Several lawsuits have been filed against carriers who denied BI claims.
COVID-19 was declared a pandemic March 11. As a result, a number of large classes of businesses were forced to close or curtail operations in Canada and elsewhere.
In April, Merchant Law filed a class action lawsuit with the Court of Queen’s Bench of Saskatchewan, naming more than a dozen Canadian insurers. The representative plaintiff is JKT Holdings Ltd., which does business as Regina restaurant Memories. That establishment closed its doors due to provincial lockdown measures.
Two proposed class-action lawsuits in Ontario were announced during the second week of July alone. One was filed by Koskie Minsky LLP and Merchant Law Group on behalf of several representative plaintiffs against defendants representing more than a dozen insurers writing business in Canada. A separate $100 million class action was started against Aviva Insurance Company of Canada.
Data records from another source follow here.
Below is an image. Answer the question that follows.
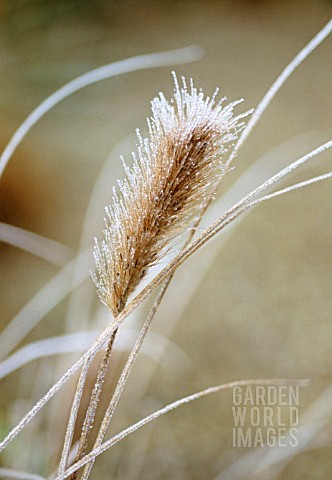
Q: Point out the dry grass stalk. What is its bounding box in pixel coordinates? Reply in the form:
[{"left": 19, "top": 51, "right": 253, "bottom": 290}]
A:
[{"left": 72, "top": 74, "right": 244, "bottom": 480}]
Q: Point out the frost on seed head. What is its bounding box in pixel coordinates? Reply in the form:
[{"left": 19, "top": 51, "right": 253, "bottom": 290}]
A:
[{"left": 92, "top": 72, "right": 246, "bottom": 316}]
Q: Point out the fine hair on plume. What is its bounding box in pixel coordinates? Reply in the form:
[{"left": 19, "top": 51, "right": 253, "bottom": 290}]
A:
[
  {"left": 92, "top": 72, "right": 249, "bottom": 317},
  {"left": 0, "top": 21, "right": 332, "bottom": 480}
]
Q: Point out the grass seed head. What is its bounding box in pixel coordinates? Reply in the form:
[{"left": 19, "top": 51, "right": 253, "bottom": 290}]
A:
[{"left": 92, "top": 73, "right": 245, "bottom": 316}]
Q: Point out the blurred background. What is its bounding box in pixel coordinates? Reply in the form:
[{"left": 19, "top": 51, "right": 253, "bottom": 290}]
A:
[{"left": 0, "top": 0, "right": 332, "bottom": 479}]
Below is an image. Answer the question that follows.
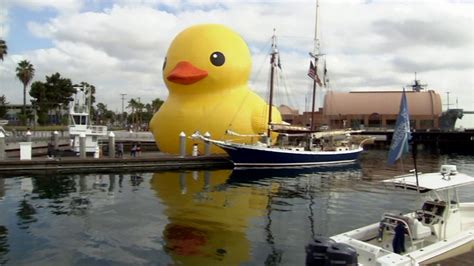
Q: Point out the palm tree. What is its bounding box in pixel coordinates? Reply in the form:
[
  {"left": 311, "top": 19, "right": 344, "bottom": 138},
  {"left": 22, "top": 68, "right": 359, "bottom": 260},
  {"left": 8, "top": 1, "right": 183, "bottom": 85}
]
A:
[
  {"left": 16, "top": 60, "right": 35, "bottom": 119},
  {"left": 0, "top": 39, "right": 8, "bottom": 61}
]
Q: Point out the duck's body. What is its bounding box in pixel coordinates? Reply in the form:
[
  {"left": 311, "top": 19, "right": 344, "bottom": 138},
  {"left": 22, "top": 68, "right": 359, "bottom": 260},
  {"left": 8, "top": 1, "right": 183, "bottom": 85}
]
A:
[{"left": 150, "top": 25, "right": 281, "bottom": 153}]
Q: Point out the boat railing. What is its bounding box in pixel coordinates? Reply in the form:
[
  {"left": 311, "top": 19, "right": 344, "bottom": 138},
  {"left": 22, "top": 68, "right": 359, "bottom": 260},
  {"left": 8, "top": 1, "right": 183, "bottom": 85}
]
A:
[{"left": 90, "top": 126, "right": 107, "bottom": 135}]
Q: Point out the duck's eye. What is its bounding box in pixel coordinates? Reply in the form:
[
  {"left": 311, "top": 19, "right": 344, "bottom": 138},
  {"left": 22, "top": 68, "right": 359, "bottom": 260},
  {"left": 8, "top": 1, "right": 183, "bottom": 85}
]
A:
[{"left": 210, "top": 52, "right": 225, "bottom": 66}]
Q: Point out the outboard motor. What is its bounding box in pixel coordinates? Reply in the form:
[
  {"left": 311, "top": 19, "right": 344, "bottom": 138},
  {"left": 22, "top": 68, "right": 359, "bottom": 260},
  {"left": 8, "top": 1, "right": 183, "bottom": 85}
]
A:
[
  {"left": 327, "top": 243, "right": 357, "bottom": 266},
  {"left": 306, "top": 236, "right": 336, "bottom": 266}
]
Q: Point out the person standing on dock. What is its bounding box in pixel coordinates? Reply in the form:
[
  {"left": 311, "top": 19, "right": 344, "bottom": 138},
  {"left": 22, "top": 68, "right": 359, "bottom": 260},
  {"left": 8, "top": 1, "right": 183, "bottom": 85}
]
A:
[
  {"left": 136, "top": 142, "right": 142, "bottom": 157},
  {"left": 130, "top": 142, "right": 137, "bottom": 157},
  {"left": 48, "top": 142, "right": 54, "bottom": 159},
  {"left": 117, "top": 142, "right": 123, "bottom": 158}
]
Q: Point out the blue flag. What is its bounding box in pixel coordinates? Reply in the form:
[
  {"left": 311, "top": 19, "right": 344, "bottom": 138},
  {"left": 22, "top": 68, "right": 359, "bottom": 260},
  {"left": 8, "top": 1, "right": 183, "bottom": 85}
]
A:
[{"left": 387, "top": 89, "right": 411, "bottom": 164}]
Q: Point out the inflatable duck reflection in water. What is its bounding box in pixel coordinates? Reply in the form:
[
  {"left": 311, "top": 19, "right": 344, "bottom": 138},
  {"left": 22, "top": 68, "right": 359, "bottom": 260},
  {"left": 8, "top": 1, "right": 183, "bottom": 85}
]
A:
[{"left": 150, "top": 24, "right": 281, "bottom": 153}]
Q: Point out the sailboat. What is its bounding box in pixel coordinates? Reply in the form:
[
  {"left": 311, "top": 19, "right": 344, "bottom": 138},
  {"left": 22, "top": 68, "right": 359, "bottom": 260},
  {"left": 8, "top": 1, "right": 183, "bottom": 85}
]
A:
[
  {"left": 307, "top": 91, "right": 474, "bottom": 266},
  {"left": 193, "top": 0, "right": 369, "bottom": 167}
]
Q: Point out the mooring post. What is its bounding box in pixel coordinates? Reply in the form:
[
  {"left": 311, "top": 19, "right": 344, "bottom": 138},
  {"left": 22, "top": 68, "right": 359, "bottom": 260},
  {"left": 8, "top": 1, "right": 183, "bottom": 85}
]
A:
[
  {"left": 79, "top": 133, "right": 86, "bottom": 158},
  {"left": 53, "top": 130, "right": 59, "bottom": 151},
  {"left": 0, "top": 131, "right": 6, "bottom": 161},
  {"left": 109, "top": 131, "right": 115, "bottom": 158},
  {"left": 179, "top": 131, "right": 186, "bottom": 157},
  {"left": 204, "top": 132, "right": 211, "bottom": 155}
]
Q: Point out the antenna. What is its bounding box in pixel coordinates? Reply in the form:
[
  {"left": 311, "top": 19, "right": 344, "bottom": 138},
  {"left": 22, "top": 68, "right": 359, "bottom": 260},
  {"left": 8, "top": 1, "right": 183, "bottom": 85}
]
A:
[
  {"left": 407, "top": 72, "right": 428, "bottom": 92},
  {"left": 446, "top": 91, "right": 451, "bottom": 110}
]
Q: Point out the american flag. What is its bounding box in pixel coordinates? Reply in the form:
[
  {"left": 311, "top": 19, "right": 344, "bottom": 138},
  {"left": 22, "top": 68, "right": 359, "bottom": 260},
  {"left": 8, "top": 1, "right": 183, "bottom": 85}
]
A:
[{"left": 308, "top": 61, "right": 322, "bottom": 86}]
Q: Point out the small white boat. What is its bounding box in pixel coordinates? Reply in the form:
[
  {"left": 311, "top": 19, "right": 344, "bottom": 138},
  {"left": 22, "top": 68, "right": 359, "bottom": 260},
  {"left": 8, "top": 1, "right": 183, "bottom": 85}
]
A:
[
  {"left": 309, "top": 165, "right": 474, "bottom": 265},
  {"left": 69, "top": 85, "right": 107, "bottom": 153}
]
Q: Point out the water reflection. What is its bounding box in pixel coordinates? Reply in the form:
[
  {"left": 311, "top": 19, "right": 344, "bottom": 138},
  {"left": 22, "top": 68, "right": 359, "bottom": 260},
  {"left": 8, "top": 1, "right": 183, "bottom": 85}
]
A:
[
  {"left": 151, "top": 164, "right": 361, "bottom": 265},
  {"left": 0, "top": 225, "right": 10, "bottom": 265},
  {"left": 0, "top": 177, "right": 5, "bottom": 201},
  {"left": 151, "top": 170, "right": 271, "bottom": 265},
  {"left": 0, "top": 152, "right": 474, "bottom": 265}
]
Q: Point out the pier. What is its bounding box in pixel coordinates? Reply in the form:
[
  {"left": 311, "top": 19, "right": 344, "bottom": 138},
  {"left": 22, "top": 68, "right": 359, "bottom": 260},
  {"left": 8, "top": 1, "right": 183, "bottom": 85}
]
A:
[{"left": 358, "top": 129, "right": 474, "bottom": 154}]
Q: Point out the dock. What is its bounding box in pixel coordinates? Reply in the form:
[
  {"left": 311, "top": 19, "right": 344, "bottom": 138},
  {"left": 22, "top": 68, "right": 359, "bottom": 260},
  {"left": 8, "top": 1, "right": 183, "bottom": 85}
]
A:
[
  {"left": 357, "top": 129, "right": 474, "bottom": 155},
  {"left": 0, "top": 152, "right": 232, "bottom": 176}
]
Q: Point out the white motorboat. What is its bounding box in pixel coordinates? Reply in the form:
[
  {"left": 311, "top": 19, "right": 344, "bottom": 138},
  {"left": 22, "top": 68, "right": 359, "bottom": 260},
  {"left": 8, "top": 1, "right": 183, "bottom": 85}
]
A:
[
  {"left": 309, "top": 165, "right": 474, "bottom": 265},
  {"left": 69, "top": 85, "right": 107, "bottom": 153}
]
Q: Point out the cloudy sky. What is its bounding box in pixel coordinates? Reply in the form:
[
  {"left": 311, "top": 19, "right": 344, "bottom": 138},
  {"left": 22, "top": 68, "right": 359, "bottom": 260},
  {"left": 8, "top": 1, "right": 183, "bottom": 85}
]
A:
[{"left": 0, "top": 0, "right": 474, "bottom": 127}]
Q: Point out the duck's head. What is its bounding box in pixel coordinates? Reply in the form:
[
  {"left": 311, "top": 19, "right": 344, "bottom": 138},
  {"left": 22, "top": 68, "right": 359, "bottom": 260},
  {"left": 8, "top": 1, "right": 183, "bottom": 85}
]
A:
[{"left": 163, "top": 24, "right": 251, "bottom": 93}]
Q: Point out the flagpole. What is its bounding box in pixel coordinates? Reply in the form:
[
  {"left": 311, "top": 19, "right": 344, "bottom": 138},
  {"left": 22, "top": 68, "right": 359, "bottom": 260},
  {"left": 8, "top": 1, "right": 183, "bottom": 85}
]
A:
[{"left": 411, "top": 140, "right": 420, "bottom": 193}]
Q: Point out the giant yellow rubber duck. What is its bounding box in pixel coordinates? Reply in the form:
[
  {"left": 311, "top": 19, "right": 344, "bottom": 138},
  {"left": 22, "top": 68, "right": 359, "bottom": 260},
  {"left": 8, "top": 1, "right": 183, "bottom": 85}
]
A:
[{"left": 150, "top": 24, "right": 281, "bottom": 153}]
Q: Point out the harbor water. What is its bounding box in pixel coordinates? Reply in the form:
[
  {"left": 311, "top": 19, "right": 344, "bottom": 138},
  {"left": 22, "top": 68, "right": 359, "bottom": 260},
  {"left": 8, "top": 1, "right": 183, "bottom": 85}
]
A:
[{"left": 0, "top": 150, "right": 474, "bottom": 265}]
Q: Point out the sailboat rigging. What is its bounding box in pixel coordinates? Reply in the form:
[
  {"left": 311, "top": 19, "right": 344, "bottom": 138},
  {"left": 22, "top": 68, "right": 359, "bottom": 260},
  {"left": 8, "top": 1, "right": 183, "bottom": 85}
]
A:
[{"left": 193, "top": 0, "right": 367, "bottom": 167}]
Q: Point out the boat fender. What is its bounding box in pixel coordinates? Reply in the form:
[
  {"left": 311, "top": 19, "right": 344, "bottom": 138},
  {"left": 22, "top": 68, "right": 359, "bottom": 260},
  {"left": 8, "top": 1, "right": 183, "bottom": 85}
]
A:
[
  {"left": 306, "top": 236, "right": 336, "bottom": 266},
  {"left": 392, "top": 221, "right": 405, "bottom": 254},
  {"left": 327, "top": 243, "right": 358, "bottom": 266}
]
Allegations against the insurers have not been proven in court.
All of these lawsuits are at the early stages, LaPalme said Wednesday during her keynote at the IBAO annual convention. Sometimes, it can take a year just for a court to certify a class action.
“Brokers are not off the hook with those types of claims,” said LaPalme.
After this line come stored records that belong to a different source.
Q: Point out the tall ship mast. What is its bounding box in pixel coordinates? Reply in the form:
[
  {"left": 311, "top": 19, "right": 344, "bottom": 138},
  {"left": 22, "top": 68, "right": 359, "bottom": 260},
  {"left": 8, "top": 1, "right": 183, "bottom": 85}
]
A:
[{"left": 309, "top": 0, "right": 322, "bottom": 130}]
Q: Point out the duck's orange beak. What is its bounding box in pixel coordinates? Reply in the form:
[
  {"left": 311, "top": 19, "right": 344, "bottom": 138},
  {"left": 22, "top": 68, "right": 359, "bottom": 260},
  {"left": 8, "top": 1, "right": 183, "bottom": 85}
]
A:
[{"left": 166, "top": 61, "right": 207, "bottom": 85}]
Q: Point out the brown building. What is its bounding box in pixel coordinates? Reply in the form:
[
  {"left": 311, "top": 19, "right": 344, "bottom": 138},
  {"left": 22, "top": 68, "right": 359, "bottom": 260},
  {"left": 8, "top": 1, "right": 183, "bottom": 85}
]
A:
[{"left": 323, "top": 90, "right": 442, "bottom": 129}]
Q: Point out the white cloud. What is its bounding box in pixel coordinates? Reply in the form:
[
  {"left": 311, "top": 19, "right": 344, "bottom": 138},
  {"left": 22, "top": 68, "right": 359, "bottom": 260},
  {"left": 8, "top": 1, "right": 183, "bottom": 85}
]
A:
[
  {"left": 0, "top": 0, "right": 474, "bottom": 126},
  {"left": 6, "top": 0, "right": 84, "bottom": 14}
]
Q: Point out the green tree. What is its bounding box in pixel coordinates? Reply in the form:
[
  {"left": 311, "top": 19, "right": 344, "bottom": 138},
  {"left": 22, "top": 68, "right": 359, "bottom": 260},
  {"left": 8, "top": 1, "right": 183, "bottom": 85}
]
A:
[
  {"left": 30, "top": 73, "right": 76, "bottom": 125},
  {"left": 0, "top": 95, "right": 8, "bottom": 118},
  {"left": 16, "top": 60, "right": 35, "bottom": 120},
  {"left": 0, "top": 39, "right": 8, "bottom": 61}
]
“We are going to see class action litigation against the broker community and this will be E&O claims. As the cases against insurers get dismissed, [plaintiffs] will amend their pleading and look for other deep pockets. And the other area of deep pockets will be the insurance brokers, because they have strong E&O coverage and the sophisticated plaintiff’s bar know that.”
LaPalme advises brokerages to say on top of the issue and read what law firms and insurers are saying.
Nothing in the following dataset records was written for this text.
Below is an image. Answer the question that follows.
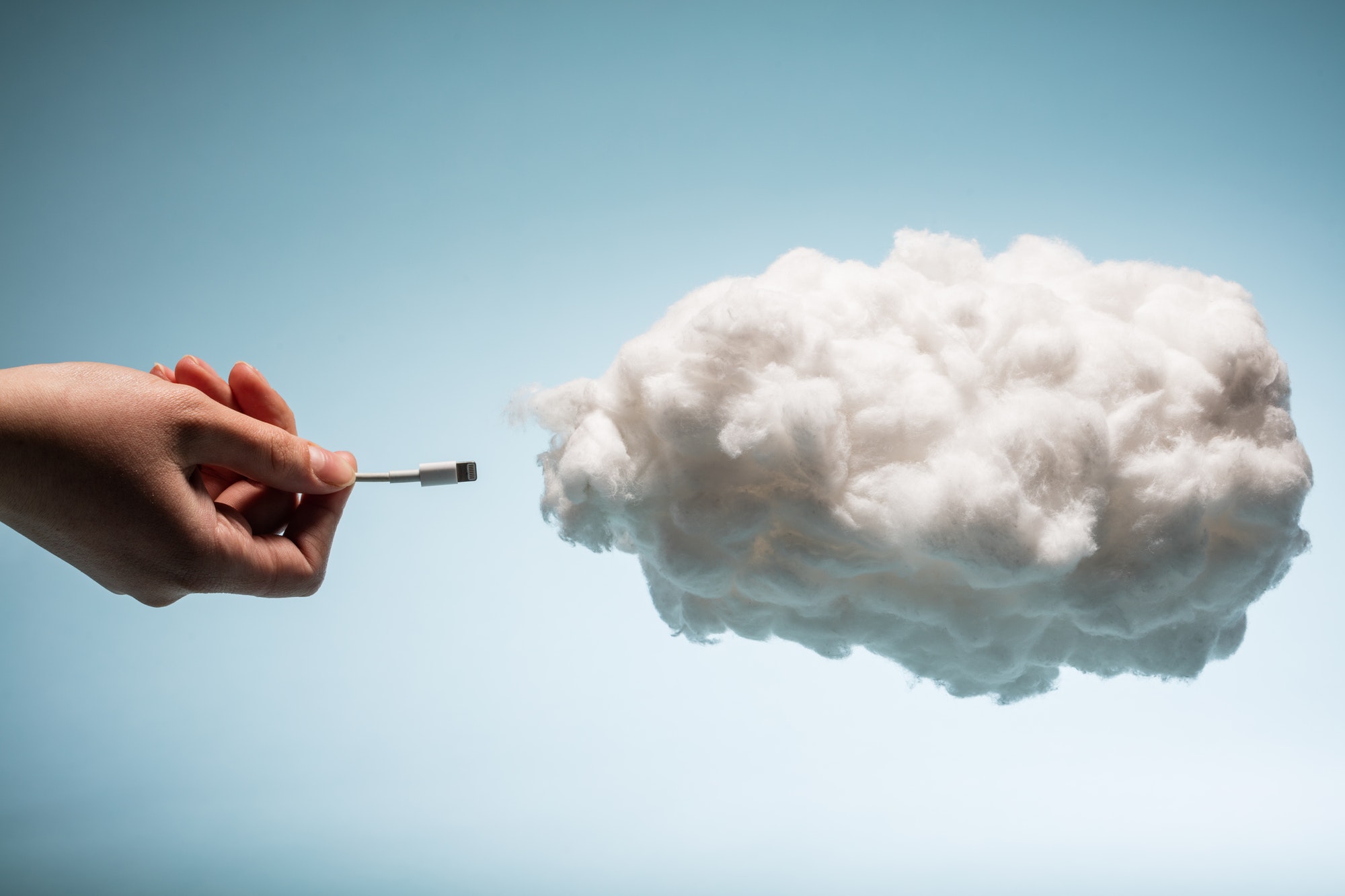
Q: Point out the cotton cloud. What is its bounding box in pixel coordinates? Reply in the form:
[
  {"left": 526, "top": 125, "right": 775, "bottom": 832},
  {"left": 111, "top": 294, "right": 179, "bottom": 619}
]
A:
[{"left": 527, "top": 230, "right": 1311, "bottom": 702}]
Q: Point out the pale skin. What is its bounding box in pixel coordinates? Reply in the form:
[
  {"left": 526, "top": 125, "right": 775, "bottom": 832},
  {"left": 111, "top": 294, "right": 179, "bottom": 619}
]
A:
[{"left": 0, "top": 355, "right": 355, "bottom": 607}]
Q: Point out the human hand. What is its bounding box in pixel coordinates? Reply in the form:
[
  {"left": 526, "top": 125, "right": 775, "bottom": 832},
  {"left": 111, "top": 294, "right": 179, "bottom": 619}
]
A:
[
  {"left": 149, "top": 355, "right": 299, "bottom": 534},
  {"left": 0, "top": 363, "right": 355, "bottom": 607}
]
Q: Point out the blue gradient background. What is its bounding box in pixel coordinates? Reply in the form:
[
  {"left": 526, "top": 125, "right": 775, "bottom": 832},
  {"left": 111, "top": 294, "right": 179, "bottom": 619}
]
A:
[{"left": 0, "top": 3, "right": 1345, "bottom": 896}]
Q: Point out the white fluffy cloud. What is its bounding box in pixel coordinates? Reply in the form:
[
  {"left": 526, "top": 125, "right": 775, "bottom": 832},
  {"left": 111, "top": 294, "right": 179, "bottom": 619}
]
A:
[{"left": 529, "top": 230, "right": 1311, "bottom": 701}]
“Designate someone in your company to be on top of it,” she said. “You want to document, document, document. Dot all your Is, cross all your Ts, and make sure all communication is documented. Spend the time with your insureds to talk about what they are doing, but don’t make any promises. Look at your marketing material, including your website, so that you are not promising any coverages.”
On Sept. 15, the High Court of England and Wales issued its ruling in a test case launched by the Financial Conduct Authority over business interruption policies.
Both the FCA and the defendant insurers want to appeal that ruling. There were 21 policy wordings at issue, some covering occurrence of a notifiable disease within a certain radius of a premises, while others covered an action by a government or civil authority that hinders, impedes or prevents access.
In the British test case, the court ruled some wordings do provide cover while others do not. None of the disputed wordings require physical damage to property.
“If I am going to boil it down to one line, look at the policy wording,” LaPalme told IBAO members Wednesday of the British test case.
She advises brokers to be understanding and empathic with their insureds.